I ricercatori sono riusciti a verificare che la maggior parte delle parrocchie (70 per cento) usa le tecnologie digitali per entrare in relazione con gli altri, mentre nel 24 per cento dei casi il loro utilizzo è limitato alla finalità di facilitare l’accesso alle informazioni riguardanti le funzioni liturgiche. Una percentuale residuale di parrocchie (6 per cento) usa le tecnologie per collaborare e favorire la partecipazione alle attività. Quanto più il referente delle parrocchie è giovane, tanto più il profilo digitale tende a essere avanzato.

L’indagine è stata avviata nell’ambito di un progetto di ricerca triennale finanziato dall’ateneo «come progetto di rilevante interesse per focalizzare le relazioni sociali al tempo dei personal media nel contesto delle parrocchie e come i social media possono diventare una risorsa interessante nella rete di persone, famiglie e istituzioni». In particolare, dallo scoppio della pandemia si può notare come i social media e le nuove tecnologie abbiano contribuito a mantenere stabile il legame tra i sacerdoti e i loro fedeli.

La ricerca, spiega la sociologa, è stata condotta tra la fine del 2019 e l’inizio del 2020, «attraverso la somministrazione online di un questionario che ha raccolto i dati relativi di 420 parrocchie italiane». Il questionario ha cercato di indagare innanzitutto quanto, secondo la percezione del parroco, le relazioni “in presenza” all’interno della parrocchia possano avvalersi dei social media.

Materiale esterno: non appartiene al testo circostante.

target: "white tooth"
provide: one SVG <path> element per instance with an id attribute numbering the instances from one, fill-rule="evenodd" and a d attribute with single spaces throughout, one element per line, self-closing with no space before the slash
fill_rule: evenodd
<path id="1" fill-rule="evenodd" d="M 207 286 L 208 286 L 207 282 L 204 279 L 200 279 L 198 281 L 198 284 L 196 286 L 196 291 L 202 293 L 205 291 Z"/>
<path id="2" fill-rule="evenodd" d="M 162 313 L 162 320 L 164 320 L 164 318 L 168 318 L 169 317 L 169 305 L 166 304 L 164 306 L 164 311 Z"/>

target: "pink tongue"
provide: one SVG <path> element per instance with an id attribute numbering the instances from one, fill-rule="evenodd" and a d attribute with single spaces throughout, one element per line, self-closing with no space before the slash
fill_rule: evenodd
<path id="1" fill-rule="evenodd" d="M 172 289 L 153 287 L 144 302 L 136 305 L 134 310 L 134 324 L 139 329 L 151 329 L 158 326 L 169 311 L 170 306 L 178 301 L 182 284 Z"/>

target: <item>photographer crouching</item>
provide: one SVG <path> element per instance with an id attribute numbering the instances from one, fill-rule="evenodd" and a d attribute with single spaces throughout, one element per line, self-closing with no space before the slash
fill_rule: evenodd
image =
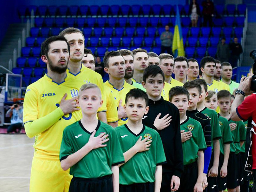
<path id="1" fill-rule="evenodd" d="M 5 116 L 11 117 L 11 124 L 8 127 L 7 132 L 20 132 L 23 126 L 23 108 L 20 102 L 15 102 L 7 111 Z"/>

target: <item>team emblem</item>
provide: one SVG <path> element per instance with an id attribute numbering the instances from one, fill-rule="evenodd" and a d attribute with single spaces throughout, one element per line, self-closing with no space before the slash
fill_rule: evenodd
<path id="1" fill-rule="evenodd" d="M 195 127 L 194 126 L 194 125 L 192 125 L 192 124 L 189 124 L 187 125 L 187 128 L 190 131 L 193 131 L 195 128 Z"/>
<path id="2" fill-rule="evenodd" d="M 152 140 L 152 136 L 150 133 L 146 133 L 144 135 L 144 138 L 147 138 L 148 137 L 149 137 L 149 138 L 148 140 L 148 141 L 150 141 Z"/>

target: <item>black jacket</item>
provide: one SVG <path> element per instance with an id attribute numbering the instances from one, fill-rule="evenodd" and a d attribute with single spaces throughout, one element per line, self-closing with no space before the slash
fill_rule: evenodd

Dai dati è emerso, in particolare, il contributo distintivo delle parrocchie in favore della costruzione sia della comunità locale, sia di quella simbolica in cui le relazioni interpersonali e digitali svolgono un ruolo cruciale. «Tale apporto, che da sempre innerva capillarmente il tessuto del nostro Paese, oggi potrebbe costituire un tesoro nascosto che merita di essere meglio disvelato, soprattutto — aggiunge Boccacin — a fronte degli effetti prodotti dall’emergenza sanitaria in termini di isolamento sociale. Per questo, dopo la prima ondata della pandemia, abbiamo effettuato nell’ottobre 2020 una seconda rilevazione, non prevista nel progetto originale, al fine di evidenziare i cambiamenti avvenuti nelle relazioni interpersonali e in quelle mediate digitalmente nella costruzione di contesti comunitari». I risultati hanno evidenziato frequenti relazioni tra la parrocchia stessa e gruppi o associazioni parrocchiali, diocesi, enti pubblici e, seppur più raramente, enti privati. «Tali relazioni — sottolinea la docente — sono mediamente buone». In particolare, «la qualità di queste relazioni è più alta nelle grandi parrocchie rispetto a quelle medie e piccole, a significare che nei contesti di grandi dimensioni emerge l’importanza di creare reti di relazioni significative con altri soggetti operanti nell’ambiente circostante la parrocchia».

Nel contesto relazionale interno a queste realtà, è emerso complessivamente un indice medio di fiducia, aiuto e collaborazione. Il 53 per cento dei parroci ha affermato che la funzione principale della parrocchia è quella di offrire senso di appartenenza alla comunità. A seguire, altre funzioni rilevanti riguardano la capacità di offrire risorse pratiche (27 per cento), fornire ambiti intersoggettivi di socialità (13 per cento).

Per la sociologa Boccacin, i risultati preliminari della seconda parte dello studio hanno evidenziato «un uso più frequente delle tecnologie digitali nell’ambito delle attività pastorali e un atteggiamento mediamente più favorevole verso il loro impiego». Infine, la ricerca ha evidenziato che, quanto più il referente delle parrocchie è giovane, tanto più il profilo digitale tende a essere avanzato.